Answers: key, onion, dough
What more appropriate image to illustrate the sexual nature of some Anglo-Saxon riddles than this enigmatic scene from the Bayeux Tapestry. The inscription reads "Where a certain cleric and Ælfgyva." Though the event must have been obvious to a contemporary audience, it now is a complete mystery. Whatever happened, the explicitly naked figure in the border suggests a scandal, perhaps Harold's breach of promise to marry one of William's daughters, a betrothal that occurred while he was a guest of the duke. One can only imagine what thoughts occupied the mind of the nun who so assiduously stitched it.

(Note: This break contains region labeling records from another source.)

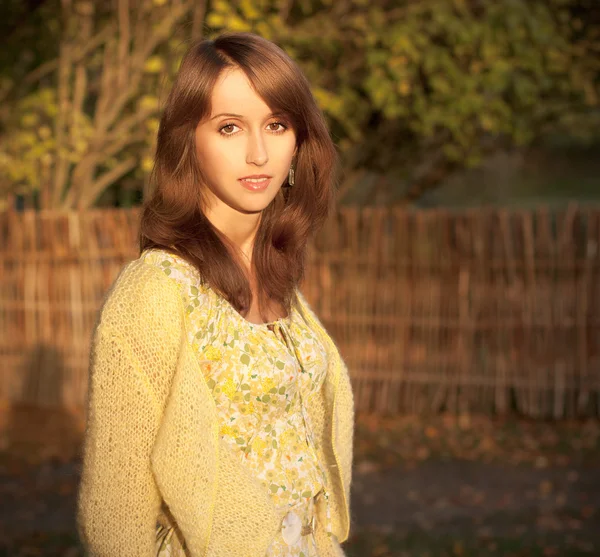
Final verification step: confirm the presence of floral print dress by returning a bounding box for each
[142,249,332,557]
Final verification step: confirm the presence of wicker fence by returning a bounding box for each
[0,206,600,418]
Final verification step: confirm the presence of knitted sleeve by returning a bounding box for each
[77,262,183,557]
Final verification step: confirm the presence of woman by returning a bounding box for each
[77,33,354,557]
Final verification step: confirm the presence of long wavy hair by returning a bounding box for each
[139,33,339,319]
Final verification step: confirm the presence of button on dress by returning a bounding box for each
[142,249,332,557]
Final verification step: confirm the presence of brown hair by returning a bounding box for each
[139,33,339,319]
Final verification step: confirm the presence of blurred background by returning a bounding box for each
[0,0,600,557]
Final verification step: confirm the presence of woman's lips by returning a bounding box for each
[240,178,271,191]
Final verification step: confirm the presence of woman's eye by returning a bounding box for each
[269,122,286,132]
[219,124,237,135]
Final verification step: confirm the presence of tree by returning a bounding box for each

Ælfgifu ("elf's gift") was the first wife of Æthelred II (the Unready), who later married Emma of Normandy, who assumed the Anglo-Saxon name Ælfgyfa (Ælfgifu) upon her marriage. (She also married Cnut, whose own first wife was named Ælfgifu.) A scandal attached to any of these women would insinuate that their children might be illegitimate and therefore not entitled to the English throne. (John of Worcester, in fact, relates that Ælfgifu of Northampton, the first wife of Cnut, unable to have a child herself, procured one from the concubine of a priest and passed it off as her own.)
References: Anglo-Saxon Poetry (1982) translated and edited by S. A. J. Bradley (Everyman); The Exeter Book Riddles (1993) translated by Kevin Crossley-Holland (Penguin Classics); The Old English Riddles of the Exeter Book (1977) edited by Craig Williamson.